The second set is said to be the global multinational (MNC) vendors of the likes of IBM Global, EDS, Cap Gemini and Atos Origin, which are seeking to expand their India presence for offshoring aggressively.

The final class of interested buyers is private equity firms such as Blackstone group, Temasek or Warburg Pincus, which already have an established presence through investments in Indian outfits.

This stake sale by Barings assumes great significance as the successful buyer through an open offer of 20 per cent additional equity may be able to acquire a controlling stake of over 51 per cent in MphasiS BFL.

The company will be in the driver's seat, dictating policy decisions and management control over the entire venture. Assuming, among the three, the first two scenarios play out, the implications could be (the buyout by private equity firms may have the least impact):

  • Indian IT companies emerge successful: It appears that only frontline companies such as TCS or Wipro may be in the fray, as the consideration for the buyout in the range of $250 million may be beyond the reach of most mid-tier companies.

    Second, frontline companies may be in a better position to capitalise on the synergies that may accrue from this deal. TCS, aspiring to get a foothold in the burgeoning BPO space, may find MsourcE, MphasiS's BPO arm, quite attractive. In addition, its presence in the financial services space, accounting for 61 per cent of revenues, will complement TCS's strength in the area.

    For Wipro, this deal will strengthen their presence in the BPO space and fall in line with the integrated IT services-cum-BPO model that they are working on, post Spectramind integration. In addition, it will impart added muscle to Wipro in the embedded space, in which it is already an established player.

    If we work on this assumption, competitive pressures will force other frontline players also to act on acquisition or other strategic deals faster than one expects. It is significant to note that this deal will give the successful bidder control over revenues of Rs 765 crore in 2004-05, growing at 25-30 per cent and with four acquisitions (Kshema Technologies, Onida Infotech, Princeton Consulting and Eldorado Computing) under its belt over the past year.

    The combined employee strength of MphasiS (BPO - 5634 and IT Services - 2741) at 8375 will be fairly large by any yardstick.
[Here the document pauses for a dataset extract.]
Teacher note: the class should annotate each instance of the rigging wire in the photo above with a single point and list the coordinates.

    Following this deal, both the profile and size of acquisitions may undergo a qualitative change and some domestic or overseas mid-sized companies may be pursued more aggressively than in the past. Though integration will pose a huge risk and challenge for any company gaining control over MphasiS, it will be watched closely.

  • Global MNCs make the grade: If IBM Global succeeds in this exercise, it is bound to raise the competitive bar for all the Indian companies, given that its employee strength in India has already crossed 25,000.

    Moreover, since IBM already has Daksh within its fold, its ability to leverage MsourcE may be fairly strong.

    Similarly, for companies such as Cap Gemini or Atos Origin, this deal will provide the right scale and size to leapfrog in the Indian turf. For EDS too, this deal can turn out to be crucial to establish a foothold in the Indian market.

    Clearly, between both Global MNC and Indian vendors, the nature of acquisitions will go beyond the kind that we witnessed in the last two years. Small or tuck-in acquisitions of the kind aimed at adding expertise (say, in enterprise solutions) or entry into new verticals (say, telecom or retail) and customer base will happen, but `scale differential' will force them to scout for larger acquisitions. And for that matter, if the deal turns out to be priced attractively, promoters of other mid-sized companies, which are struggling to establish a differentiated model or reluctant to sell-out in the past, may begin to consider the exit option.